La présence, l’aura, le charisme : ce qui caractérise la densité d’une présence humaine, se qualifie souvent par ces termes flous, non scientifiques, non modélisables, réticents aux algorithmes. Ils restent essentiels, pourtant, au cœur même de l’expérience de l’altérité, cette magie pure de la relation à l’autre. Ne parle t-ton pas d’un « visage ouvert », ou bien de parler « à visage découvert » ? Depuis quelques mois, les spécialistes de l’enfance remarquent que les bébés s’affolent en découvrant les masques, et pas seulement parce que nous arborons sur le nez ce qu’ils portent plus bas ! Ils ont besoin d’un temps d’adaptation à ces visuelsdéroutants et, surtout, d’installer d’autres décodages propres à effacer ce sentiment d’effroi, source d’anxiété à terme.

Nos clients ne sont pas des bébés. Nos métiers ne sont pas des halte garderies ou autres crèches prodiguant soins et soutien inconditionnel. Cela dit, nous le savons, sans conscience de son identité propre, il ne peut y avoir conscience de celle de l’autre, gage d’un échange authentique. Il faut bien un Je pour le « Je pense » et surtout « Je ressens », du côté du coach comme du coaché. Alors en ces temps de contacts sociaux empêchés, de précautions sanitaires impératives, nous accompagnants, avons un devoir essentiel, indépendamment de l’engagement déontologique intrinsèque à notre activité. Un vrai devoir amplifié, intensifié par nos conditions mêmes d’exercice. Un devoir de présence. De la présence vraie, intense, fine, attentive aux micro-signaux, aux plis autour des yeux, à la posture de l’autre, à son corps, à sa respiration, à son débit, à ses gestes…. Bref une présence intensifiée par tous nos capteurs, en éveil, à même de saisir ce que la parole ne dévoilera jamais. Il est clef d’intensifier notre présence à cet autre masqué, ou encore éloignéderrière son écran.

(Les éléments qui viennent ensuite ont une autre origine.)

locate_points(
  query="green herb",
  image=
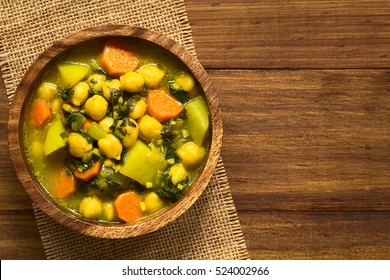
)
(66, 93)
(167, 190)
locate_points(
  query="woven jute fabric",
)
(210, 229)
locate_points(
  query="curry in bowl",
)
(116, 130)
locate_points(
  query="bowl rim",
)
(43, 200)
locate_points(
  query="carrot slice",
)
(88, 174)
(127, 206)
(64, 185)
(40, 113)
(163, 106)
(117, 59)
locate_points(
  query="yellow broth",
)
(113, 177)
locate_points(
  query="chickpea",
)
(128, 129)
(106, 123)
(37, 149)
(112, 90)
(78, 145)
(96, 107)
(56, 105)
(46, 91)
(110, 146)
(185, 81)
(80, 93)
(95, 81)
(139, 109)
(149, 128)
(190, 154)
(132, 82)
(153, 202)
(90, 207)
(178, 173)
(152, 75)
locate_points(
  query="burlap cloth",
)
(210, 229)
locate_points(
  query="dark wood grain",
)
(307, 140)
(306, 127)
(317, 235)
(291, 34)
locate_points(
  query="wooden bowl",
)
(40, 196)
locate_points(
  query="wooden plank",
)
(269, 235)
(19, 237)
(291, 34)
(341, 235)
(306, 140)
(12, 195)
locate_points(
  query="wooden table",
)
(304, 88)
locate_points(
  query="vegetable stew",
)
(116, 130)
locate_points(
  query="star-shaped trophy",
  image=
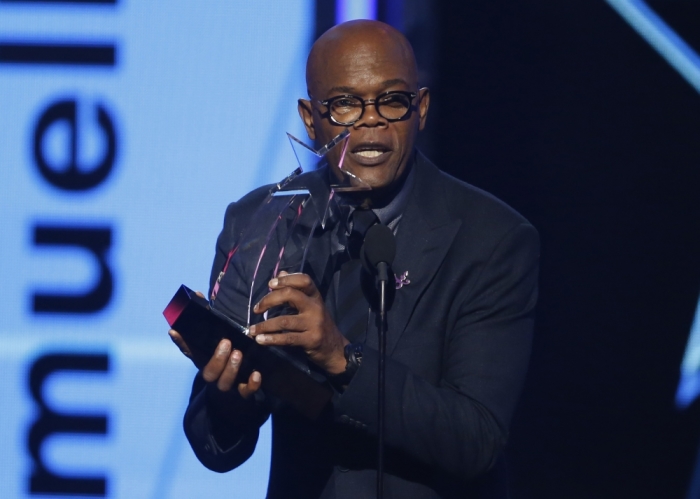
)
(285, 228)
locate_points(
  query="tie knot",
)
(361, 220)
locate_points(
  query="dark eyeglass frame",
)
(365, 102)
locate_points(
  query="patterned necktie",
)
(351, 305)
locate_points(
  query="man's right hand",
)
(221, 368)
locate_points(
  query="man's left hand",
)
(312, 328)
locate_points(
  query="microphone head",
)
(379, 246)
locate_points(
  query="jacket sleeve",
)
(222, 428)
(459, 426)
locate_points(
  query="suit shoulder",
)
(468, 202)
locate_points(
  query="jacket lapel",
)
(425, 235)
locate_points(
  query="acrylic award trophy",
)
(284, 232)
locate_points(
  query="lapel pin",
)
(402, 280)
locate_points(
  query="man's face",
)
(378, 150)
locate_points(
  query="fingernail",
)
(235, 357)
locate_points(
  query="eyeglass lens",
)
(348, 109)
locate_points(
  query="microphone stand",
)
(383, 278)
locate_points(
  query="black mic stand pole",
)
(383, 278)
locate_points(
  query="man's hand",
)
(221, 368)
(312, 328)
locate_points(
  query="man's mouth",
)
(370, 154)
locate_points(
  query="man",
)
(459, 332)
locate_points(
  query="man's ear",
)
(424, 94)
(306, 114)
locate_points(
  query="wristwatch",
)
(353, 361)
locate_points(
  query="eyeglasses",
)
(348, 109)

Il se sent réduit par son masque ? Nous l’amplifions. Il s’affadit ? Nous poussons la palette graphique pour qu’il retrouve ses couleurs. Cette attention renouvelée nous impose d’autres devoirs et sans doute d’autres rituels. Centrage essentiel avant les séances. Présence thérapeutique authentique. Ecoute active. Vigilance de tout notre corps afin de saisir ce que le corps de l’autre exprime. Veille sensorielle. Cette crise nous pousse à sortir du mental et de sa prégnance manifeste dans un dialogue de type coaching. Elle est l’occasion d’affiner nos pratiques et de nous ramener aux basiques de l’accompagnement :

La présence à moi-même. La présence à qui me parle. Masqué, certes, mais en vérité.